Implemented Environments:

Discrete State Space	Discretized State Space
Toy Text - FrozenLake, Taxi, Blackjack	Classic Control - MountainCar, CartPole, Acrobot

Deep RL Algorithms

Most of the cases, you can select the desired library type (lib_type) implementation: LIBRARY_TF, LIBRARY_TORCH, LIBRARY_KERAS.

Implemented Control Algorithms:

Deep Q Learning (DQL)
Policy Gradient (PG)
- set ep_batch_num = 1 for the Monte-Carlo PG (REINFORCE) algorithm
Actor-Critic (AC)
Deep Deterministic Policy Gradient (DDPG)

Implemented Environments:

(environments with Continuous State Space)

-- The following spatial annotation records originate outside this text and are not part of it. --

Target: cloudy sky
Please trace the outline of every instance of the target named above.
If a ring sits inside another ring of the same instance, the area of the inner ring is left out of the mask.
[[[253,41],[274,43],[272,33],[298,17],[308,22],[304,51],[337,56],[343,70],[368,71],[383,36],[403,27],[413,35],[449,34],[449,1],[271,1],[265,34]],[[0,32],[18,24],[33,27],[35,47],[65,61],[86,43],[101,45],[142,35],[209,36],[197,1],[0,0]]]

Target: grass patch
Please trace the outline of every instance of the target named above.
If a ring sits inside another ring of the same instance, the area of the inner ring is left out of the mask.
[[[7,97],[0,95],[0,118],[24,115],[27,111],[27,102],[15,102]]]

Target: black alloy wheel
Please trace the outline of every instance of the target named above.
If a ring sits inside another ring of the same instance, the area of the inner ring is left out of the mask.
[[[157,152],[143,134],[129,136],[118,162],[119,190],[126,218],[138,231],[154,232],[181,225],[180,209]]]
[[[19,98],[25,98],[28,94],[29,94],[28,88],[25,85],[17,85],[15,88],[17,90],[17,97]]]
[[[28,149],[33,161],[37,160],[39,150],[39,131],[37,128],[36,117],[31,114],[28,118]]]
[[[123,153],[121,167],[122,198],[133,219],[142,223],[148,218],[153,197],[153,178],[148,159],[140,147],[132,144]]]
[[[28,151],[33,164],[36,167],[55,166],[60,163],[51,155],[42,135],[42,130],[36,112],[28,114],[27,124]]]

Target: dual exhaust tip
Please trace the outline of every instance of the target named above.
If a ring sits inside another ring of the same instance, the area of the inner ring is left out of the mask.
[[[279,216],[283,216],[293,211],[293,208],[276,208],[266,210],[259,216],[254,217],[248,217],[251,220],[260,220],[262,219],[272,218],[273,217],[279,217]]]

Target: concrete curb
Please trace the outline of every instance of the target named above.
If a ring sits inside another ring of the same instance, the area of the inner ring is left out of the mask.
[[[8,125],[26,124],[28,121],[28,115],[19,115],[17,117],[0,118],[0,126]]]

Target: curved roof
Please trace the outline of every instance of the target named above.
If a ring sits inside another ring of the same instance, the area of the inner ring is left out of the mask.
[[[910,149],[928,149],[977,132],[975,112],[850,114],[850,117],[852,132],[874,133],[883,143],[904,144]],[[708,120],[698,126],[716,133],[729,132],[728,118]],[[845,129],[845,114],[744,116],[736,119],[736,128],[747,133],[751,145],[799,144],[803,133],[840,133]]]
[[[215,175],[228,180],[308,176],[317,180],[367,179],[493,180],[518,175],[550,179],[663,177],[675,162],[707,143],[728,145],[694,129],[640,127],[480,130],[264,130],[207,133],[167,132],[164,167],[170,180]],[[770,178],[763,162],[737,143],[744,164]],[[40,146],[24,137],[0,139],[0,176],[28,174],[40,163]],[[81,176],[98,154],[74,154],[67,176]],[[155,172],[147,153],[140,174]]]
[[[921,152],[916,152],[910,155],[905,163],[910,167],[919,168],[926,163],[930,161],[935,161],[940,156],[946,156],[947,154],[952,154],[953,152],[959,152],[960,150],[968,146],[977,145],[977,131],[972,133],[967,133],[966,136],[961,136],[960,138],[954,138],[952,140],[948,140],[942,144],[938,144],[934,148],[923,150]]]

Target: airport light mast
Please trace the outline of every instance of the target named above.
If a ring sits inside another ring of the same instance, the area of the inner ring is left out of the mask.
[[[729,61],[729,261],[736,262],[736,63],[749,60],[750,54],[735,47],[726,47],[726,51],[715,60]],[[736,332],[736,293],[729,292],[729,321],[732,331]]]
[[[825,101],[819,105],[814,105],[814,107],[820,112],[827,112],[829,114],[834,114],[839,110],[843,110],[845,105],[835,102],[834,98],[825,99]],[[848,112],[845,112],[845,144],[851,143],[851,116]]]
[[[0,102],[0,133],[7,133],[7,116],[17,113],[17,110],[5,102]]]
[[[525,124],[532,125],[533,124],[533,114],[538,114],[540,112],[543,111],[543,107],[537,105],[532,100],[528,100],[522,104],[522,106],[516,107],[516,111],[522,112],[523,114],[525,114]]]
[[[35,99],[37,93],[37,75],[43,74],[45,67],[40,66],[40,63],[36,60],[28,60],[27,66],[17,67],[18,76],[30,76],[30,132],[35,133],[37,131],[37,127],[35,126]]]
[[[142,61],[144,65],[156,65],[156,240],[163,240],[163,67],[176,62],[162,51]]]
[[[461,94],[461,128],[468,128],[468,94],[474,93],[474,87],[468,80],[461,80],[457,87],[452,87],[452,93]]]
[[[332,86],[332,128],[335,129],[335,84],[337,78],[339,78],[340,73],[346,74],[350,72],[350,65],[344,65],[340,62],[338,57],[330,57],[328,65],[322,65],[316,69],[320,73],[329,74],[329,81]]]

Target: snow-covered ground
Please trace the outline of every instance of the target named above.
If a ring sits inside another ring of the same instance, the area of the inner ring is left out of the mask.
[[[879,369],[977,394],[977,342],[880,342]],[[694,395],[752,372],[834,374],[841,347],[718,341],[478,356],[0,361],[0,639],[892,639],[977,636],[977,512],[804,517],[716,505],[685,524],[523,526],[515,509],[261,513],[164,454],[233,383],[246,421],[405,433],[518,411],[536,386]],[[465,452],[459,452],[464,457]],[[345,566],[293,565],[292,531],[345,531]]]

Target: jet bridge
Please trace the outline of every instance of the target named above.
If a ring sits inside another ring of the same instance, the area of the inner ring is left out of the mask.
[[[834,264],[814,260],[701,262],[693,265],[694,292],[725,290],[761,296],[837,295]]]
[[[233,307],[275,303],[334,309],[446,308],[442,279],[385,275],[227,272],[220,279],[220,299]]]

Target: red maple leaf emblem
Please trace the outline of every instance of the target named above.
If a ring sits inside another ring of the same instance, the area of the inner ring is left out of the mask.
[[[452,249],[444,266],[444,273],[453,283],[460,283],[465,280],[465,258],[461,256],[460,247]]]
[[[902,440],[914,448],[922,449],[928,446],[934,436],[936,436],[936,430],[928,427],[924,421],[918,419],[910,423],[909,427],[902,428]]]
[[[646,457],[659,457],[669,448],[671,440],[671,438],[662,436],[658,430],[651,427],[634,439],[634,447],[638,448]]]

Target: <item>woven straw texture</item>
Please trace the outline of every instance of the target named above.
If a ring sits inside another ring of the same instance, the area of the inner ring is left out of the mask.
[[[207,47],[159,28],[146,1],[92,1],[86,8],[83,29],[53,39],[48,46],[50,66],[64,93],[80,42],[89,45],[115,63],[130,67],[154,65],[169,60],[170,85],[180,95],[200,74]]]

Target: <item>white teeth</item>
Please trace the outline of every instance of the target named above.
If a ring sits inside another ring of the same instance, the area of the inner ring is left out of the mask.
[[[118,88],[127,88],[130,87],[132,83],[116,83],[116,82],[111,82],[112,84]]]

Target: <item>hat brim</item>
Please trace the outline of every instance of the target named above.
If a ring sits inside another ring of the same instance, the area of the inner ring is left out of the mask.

.	Discrete Action Space	Continuous Action Space
Observation Vector Input Type	CartPole, LunarLander	Pendulum, MountainCarContinuous, LunarLanderContinuous, BipedalWalker
Stacked Frames Input Type	Breakout, SpaceInvaders

Algorithms restrictions

Note that some some algorithms have restrictions.

Innate restrictions:

Discrete Action Space	Continuous Action Space
Deep Q Learning	Deep Deterministic Policy Gradient

Some current restrictions are due to the fact that there's more work to be done (code-wise), meaning: writing for every -
- library implementation (tensorflow, torch, keras).
- input (state) type (observation vector, stacked frames).
- action space type (discrete, continuous).

cmdline_play.py

Enables playing from the command-line.

Running this file performs the algorithm on a single environment, through the command-line (using the argparse module to parse command-line options). The major benefit from this is that it enables concatenating multiple independent runs via && (so you can run multiple tests in one go).

grid_search.py

Enables performing grid search.

Running this file performs a comparative grid search for a single environment, and plots the results. This is mostly done for hyper-parameters tuning. Note that currently I added 16 colors (more than that will raise an error, so add more colors if you need more than 16 combinations)

Currently, grid search is tuned to DQL, but it's applicable to every algorithm with only minor changes (the relevant imports are there at the top of the file, just commented out).

Results

Algorithms Performance Examples. Training & Test results come in the forms of graphs and statistics (for some of the environments) of both: running average of episode scores, and accumulated scores.